Citation: (2004) Genome Sequence of the Intracellular Bacterium Wolbachia. PLoS Biol 2(3): e76. doi:10.1371/journal.pbio.0020076
Published: March 16, 2004
Copyright: © 2004 Public Library of Science. This is an open-access article distributed under the terms of the Creative Commons Attribution License, which permits unrestricted use, distribution, and reproduction in any medium, provided the original work is properly cited.
Wolbachia have a thing against males. A member of one of the most diverse groups of bacteria, called Proteobacteria, this parasitic “endosymbiont” lives inside the reproductive cells of a wide variety of the nearly 1 million species of arthropods, including insects, spiders, and crustaceans. It has also been found in worms. Wolbachia's preferred habitat is the cytoplasm of its host's gametes. Since sperm have very little cytoplasm, Wolbachia seek out the company of females, securing its survival by hitching a ride to the next generation in the cytoplasm of the mother's eggs. Wolbachia's effects range from beneficial to pathological, depending on which species infects which invertebrate host, but since most species are not beneficial, Wolbachia infections often turn out badly if the host is male. On the other hand, if female, the host could very well live longer, produce more eggs, and have higher hatching rates than its noninfected cousins—thereby facilitating Wolbachia's transmission from mother to offspring.
Wolbachia have evolved an impressive repertoire of “reproductive parasitic” strategies to adapt its host's physiology to its own advantage. One strategy involves inducing “cytoplasmic incompatibility” between sperm and egg, which in effect uses infected males to keep uninfected females from producing viable offspring. Another causes infected females to reproduce asexually, creating a new generation of infected clones. Another turns developing male embryos into females. And, in a pinch, some Wolbachia simply kill developing males. The biochemical mechanisms that trigger different strategies in different hosts are unclear, however, in part because it's so far been impossible to cultivate sufficient quantities of these obligate endosymbionts (that is, intracellular species that cannot survive outside their host). But now that Scott O'Neill, Jonathan Eisen, and colleagues have sequenced the complete genome of one strain of Wolbachia pipientis, scientists investigating the biology and evolution of Wolbachia–host interactions have a valuable new research tool. The strain they sequenced, W. pipientis wMel, lives inside the fruitfly Drosophila melanogaster, the favorite model organism of geneticists for nearly 100 years. This strain causes cytoplasmic incompatibility in its host.

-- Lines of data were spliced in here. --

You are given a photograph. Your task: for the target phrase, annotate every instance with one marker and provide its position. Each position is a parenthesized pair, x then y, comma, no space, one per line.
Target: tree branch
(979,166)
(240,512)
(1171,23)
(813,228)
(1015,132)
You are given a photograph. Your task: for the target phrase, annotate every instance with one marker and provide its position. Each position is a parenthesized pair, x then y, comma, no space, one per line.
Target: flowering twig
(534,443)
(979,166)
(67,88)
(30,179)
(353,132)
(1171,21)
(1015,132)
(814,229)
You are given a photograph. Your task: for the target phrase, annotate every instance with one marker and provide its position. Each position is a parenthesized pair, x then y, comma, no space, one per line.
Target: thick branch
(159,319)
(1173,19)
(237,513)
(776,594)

The structure of the wMel genome, the O'Neill and Eisen groups note, is strikingly different from any other obligate intracellular species. While its genome is compact, it nonetheless contains large amounts of repetitive DNA and “mobile” DNA elements. Mobile genetic elements, as the name implies, are DNA sequences that move around the genome and are often acquired from other species. Most of the repetitive and mobile elements in Wolbachia do not appear in other α-Proteobacteria species and were probably introduced some time after Wolbachia split off from its evolutionary ancestors. Wolbachia, unlike other obligate intracellular bacteria, seem quite amenable to incorporating foreign DNA, which the authors speculate was introduced by the bacteria-infecting virus called phage.
Analysis of the Wolbachia genome sheds light on the mechanisms that might help the parasite manipulate the host cell's physiology to its own advantage. One likely bacterial weapon for host exploitation is the abundance of predicted genes encoding ankyrin repeat domains, amino acid sequences characteristic of proteins important for protein–protein interactions in eukaryotes (organisms with nuclei, which bacteria lack). In bacteria, ankyrin repeats might regulate host cell-cycle pathways, which one wasp-infecting Wolbachia strain modifies to induce cytoplasmic incompatibility. Other molecular interactions between wMel and its host, the researchers propose, might also rely on proteins with these ankyrin repeats.
The Wolbachia genome also provides insight into mitochondrial evolution. It is widely believed that these intracellular energy-metabolizing centers were once free-living bacteria belonging to the α-Proteobacteria group, though it's not clear which branch of the α-Proteobacteria tree they inhabit. Complete genome analysis of various α-Proteobacteria—including wMel, the first non-Rickettsia species sequenced in the Rickettsiales group—provides no evidence that mitochondria are more related to Rickettsia species than to Wolbachia, as was previously thought. In fact, further analysis failed to consistently connect mitochondria to any particular species or group within the α-Proteobacteria.
While the information hidden in the Wolbachia genome seems to raise as many issues as it settles, biologists studying a wide range of problems—from the evolution and biology of Wolbachia and endosymbiont–host interactions to the origin of mitochondria—have a valuable new tool to explore their questions. The Wolbachia genome will also provide important molecular guidance for efforts to suppress insect pests and control filariasis, a human disease caused by worms. Since beneficial Wolbachia live in both insect and worm, applying antibiotics to target the Wolbachia will ultimately kill the insect pest and infecting worm, which both depend on the bacteria to survive.